HYZON was established as a new business of Horizon Fuel Cell. Headquartered in Rochester, NY and with operations in Europe, Singapore, Australia and China, HYZON is a global supplier of zero-emissions hydrogen fuel cell-powered commercial vehicles, including heavy-duty trucks, buses and coaches.
Investment bankers pointed out that going public in higher premiums and mature capital markets such as the U.S. stocks market would be another way out for Chinese hydrogen companies since:
- Chinese hydrogen companies have been struggling to list in the Chinese stock market due to various financial or policy regulatory limitations.
- The U.S. stock investors are eagerly pursuing innovative clean technologies.
2020 national fuel cell vehicle (FCV) data from National Big Data Alliance of New Energy Vehicles (NDANEV) revealed that:
- As of the end of 2020, there were 6,002 FCVs have been connected to the national monitoring platform of electric vehicles.
- Fuel cell buses and logistics vehicles (2,222 and 3,153 units respectively) have accounted for 37.02% and 52.53%, respectively, of the total connected FCVs.

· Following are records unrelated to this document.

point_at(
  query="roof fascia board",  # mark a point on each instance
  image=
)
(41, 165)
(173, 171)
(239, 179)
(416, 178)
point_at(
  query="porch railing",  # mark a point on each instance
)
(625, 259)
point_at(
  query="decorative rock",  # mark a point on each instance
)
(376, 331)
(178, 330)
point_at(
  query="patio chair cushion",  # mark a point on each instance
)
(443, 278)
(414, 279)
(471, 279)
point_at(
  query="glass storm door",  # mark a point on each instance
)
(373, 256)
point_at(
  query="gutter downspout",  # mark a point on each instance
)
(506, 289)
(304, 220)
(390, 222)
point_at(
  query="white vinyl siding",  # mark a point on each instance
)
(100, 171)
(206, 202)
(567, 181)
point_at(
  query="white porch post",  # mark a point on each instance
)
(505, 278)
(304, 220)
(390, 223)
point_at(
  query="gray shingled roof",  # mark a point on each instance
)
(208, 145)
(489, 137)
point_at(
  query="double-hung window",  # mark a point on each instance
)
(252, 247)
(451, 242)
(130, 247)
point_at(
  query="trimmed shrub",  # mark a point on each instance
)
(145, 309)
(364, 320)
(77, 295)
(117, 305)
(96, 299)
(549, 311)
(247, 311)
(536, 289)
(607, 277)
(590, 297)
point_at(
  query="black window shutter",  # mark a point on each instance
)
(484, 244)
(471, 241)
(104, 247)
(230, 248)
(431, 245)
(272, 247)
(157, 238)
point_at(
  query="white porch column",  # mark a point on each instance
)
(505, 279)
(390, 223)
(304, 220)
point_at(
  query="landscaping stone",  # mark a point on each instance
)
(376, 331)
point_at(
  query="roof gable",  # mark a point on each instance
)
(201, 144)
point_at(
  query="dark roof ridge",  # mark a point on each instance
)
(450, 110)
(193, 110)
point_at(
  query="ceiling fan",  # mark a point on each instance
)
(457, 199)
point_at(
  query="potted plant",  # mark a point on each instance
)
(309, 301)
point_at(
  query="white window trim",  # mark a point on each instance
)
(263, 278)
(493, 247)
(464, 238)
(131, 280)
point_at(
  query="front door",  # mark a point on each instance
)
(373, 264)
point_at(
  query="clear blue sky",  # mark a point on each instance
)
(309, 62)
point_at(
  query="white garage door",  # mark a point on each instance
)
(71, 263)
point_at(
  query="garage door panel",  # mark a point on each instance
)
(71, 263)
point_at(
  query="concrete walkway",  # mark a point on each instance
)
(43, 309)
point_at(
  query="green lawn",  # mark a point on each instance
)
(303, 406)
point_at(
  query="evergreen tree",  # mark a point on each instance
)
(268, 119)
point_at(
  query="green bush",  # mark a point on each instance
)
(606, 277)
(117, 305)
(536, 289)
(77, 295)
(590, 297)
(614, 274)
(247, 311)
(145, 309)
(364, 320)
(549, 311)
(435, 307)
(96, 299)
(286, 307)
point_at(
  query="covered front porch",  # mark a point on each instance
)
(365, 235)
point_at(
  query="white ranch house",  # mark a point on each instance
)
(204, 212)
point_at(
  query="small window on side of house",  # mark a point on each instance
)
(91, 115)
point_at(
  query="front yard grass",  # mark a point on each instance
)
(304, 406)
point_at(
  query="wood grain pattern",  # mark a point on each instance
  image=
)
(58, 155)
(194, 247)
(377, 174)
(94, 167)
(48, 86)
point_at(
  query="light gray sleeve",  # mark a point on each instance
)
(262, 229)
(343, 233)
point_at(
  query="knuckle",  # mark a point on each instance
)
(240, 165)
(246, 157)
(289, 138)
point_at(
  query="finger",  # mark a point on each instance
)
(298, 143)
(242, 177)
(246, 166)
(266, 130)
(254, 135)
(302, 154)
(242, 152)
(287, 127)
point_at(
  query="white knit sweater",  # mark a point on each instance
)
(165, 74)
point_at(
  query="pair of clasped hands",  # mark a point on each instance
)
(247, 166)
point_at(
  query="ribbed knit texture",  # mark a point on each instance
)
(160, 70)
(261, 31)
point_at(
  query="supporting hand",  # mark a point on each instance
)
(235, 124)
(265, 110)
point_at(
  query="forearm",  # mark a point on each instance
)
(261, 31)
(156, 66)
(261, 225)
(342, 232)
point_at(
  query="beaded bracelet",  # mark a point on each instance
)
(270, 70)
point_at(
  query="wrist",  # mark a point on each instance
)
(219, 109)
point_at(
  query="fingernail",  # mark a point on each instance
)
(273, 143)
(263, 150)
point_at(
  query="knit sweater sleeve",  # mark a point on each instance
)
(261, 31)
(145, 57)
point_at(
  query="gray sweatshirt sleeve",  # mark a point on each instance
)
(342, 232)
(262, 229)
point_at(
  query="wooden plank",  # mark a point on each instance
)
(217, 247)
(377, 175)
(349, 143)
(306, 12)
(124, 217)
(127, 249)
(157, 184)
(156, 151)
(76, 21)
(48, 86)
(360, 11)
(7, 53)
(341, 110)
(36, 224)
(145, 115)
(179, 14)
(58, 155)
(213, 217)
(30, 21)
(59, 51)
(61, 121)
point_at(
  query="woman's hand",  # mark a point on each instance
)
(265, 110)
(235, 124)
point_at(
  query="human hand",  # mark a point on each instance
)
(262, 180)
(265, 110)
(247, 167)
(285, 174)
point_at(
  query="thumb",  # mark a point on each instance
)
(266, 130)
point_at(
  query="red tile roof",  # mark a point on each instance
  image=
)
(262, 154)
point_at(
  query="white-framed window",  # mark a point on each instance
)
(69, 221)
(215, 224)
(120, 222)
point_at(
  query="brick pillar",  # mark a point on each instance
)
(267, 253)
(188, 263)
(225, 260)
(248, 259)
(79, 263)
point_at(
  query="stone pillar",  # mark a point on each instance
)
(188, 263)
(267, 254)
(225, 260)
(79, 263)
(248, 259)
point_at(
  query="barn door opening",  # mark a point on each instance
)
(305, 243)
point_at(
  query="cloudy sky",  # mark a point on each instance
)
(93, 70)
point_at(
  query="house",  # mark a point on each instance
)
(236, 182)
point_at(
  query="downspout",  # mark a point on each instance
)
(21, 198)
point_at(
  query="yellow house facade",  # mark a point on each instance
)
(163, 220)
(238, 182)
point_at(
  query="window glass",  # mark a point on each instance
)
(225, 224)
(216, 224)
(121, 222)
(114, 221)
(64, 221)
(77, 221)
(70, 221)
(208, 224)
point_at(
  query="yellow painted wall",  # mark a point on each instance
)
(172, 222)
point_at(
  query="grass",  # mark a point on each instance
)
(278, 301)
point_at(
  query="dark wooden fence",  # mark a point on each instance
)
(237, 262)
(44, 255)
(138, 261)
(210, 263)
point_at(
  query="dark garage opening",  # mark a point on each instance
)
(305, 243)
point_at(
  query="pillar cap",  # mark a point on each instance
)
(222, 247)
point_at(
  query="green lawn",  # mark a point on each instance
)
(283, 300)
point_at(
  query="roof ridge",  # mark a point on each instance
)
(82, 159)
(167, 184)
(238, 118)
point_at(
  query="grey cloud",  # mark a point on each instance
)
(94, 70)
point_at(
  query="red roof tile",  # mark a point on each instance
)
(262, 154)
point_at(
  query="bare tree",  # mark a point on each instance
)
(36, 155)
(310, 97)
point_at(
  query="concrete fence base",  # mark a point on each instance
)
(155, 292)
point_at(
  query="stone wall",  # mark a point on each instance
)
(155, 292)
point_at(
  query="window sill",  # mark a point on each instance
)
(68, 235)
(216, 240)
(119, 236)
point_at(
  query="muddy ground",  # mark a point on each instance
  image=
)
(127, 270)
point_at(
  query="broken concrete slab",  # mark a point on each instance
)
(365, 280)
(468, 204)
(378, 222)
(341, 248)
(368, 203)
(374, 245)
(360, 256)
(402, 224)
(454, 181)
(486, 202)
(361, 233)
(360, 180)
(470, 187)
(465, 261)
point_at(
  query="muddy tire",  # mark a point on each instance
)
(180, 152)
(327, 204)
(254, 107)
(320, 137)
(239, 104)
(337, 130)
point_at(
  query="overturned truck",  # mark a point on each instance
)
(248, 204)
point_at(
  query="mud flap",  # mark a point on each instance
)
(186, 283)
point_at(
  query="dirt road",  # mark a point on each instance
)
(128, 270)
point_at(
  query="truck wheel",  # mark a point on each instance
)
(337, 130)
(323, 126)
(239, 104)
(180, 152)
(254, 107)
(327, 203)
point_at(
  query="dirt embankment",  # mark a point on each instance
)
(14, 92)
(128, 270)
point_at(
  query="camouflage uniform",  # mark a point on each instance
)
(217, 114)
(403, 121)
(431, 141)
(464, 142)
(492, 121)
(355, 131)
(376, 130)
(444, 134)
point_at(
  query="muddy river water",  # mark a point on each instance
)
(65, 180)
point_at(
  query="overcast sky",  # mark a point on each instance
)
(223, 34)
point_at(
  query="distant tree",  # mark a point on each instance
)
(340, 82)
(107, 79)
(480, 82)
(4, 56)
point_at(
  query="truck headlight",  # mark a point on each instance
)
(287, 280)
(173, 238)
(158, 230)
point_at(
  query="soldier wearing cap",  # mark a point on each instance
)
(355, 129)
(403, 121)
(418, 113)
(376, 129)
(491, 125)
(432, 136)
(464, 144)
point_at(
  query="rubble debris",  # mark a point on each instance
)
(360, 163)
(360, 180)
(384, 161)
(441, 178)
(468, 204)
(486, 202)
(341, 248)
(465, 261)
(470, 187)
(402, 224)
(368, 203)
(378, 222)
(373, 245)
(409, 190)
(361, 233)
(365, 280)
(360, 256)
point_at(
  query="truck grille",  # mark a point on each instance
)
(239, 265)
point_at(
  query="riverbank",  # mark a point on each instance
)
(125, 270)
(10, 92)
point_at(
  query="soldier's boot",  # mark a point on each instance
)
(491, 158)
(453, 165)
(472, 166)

- There were 17 provinces have FCVs connected to the platform. Notably, Guangdong Province has the largest number (2,415 units) of FCVs connected to the platform. With 1,376 and 370 connected units of FCVs, Shanghai and Beijing came in second and third.
EV & Battery
The battery storage tender for Zhugensha H1# offshore wind farm of China Energy Investment Corp (CEIC) last week opened bids. This project is the first battery storage unit for an offshore wind farm in China. Sungrow won the bid with a unit price of ¥1.674/Wh.
Tender documents revealed that new offshore projects should equip with a certain proportion of energy storage capacity. Estimably, the scale of the offshore wind power supporting energy storage market in Jiangsu Province could achieve 1.1GW during the 14th Five-Year Plan period.
Clean Energy Related
Last week, five Chinese state-owned power companies and one airline operator had issued the country’s first batch of carbon-neutral bonds, as part of efforts to achieve President Xi Jinping’s pledge to become carbon neutral by 2060.
The issuers of the bonds are China Three Gorges Corp, China Huaneng Group, State Power Investment Corp, China Southern Power Grid, Yalong River Hydropower Development, and Sichuan Province Airport Group.
The six issuers have started raising a combined ¥6.4bn to finance clean energy and low-carbon projects such as hydro-, wind-, and solar P.V. power; energy storage; and green buildings.